Em janeiro de 2026, 79,5% das famílias brasileiras estavam endividadas, segundo a Pesquisa de Endividamento e Inadimplência do Consumidor (Peic) da Confederação Nacional do Comércio (CNC). Este índice iguala o recorde anterior, registrado em outubro de 2025. Apesar do alto endividamento, a inadimplência apresentou uma queda, atingindo 29,3%, marcando o terceiro mês consecutivo de redução.

O levantamento destacou que o endividamento é mais prevalente entre famílias com rendimentos de até três salários mínimos, onde 82,5% relataram dívidas, e o cartão de crédito é a principal fonte de endividamento. Além disso, o comprometimento médio com dívidas é de 29,7% do orçamento familiar, o que levanta preocupações sobre a capacidade dessas famílias de honrar seus compromissos financeiros. O cenário é agravado pelos altos juros, com a taxa Selic fixada em 15% ao ano, dificultando a amortização das dívidas.

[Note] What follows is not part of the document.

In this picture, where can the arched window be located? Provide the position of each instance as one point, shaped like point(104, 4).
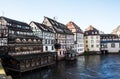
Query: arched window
point(46, 48)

As projeções para o futuro indicam que o endividamento deve continuar a crescer, atingindo 80,4% em junho de 2026, enquanto a inadimplência pode cair para 28,9%. A CNC sugere que a queda na taxa Selic, prevista para março, poderá aliviar o aperto financeiro das famílias, mas os efeitos positivos podem levar tempo para se manifestar no mercado de crédito. A situação requer atenção, já que a combinação de endividamento elevado e juros altos pode impactar negativamente a economia e a geração de empregos.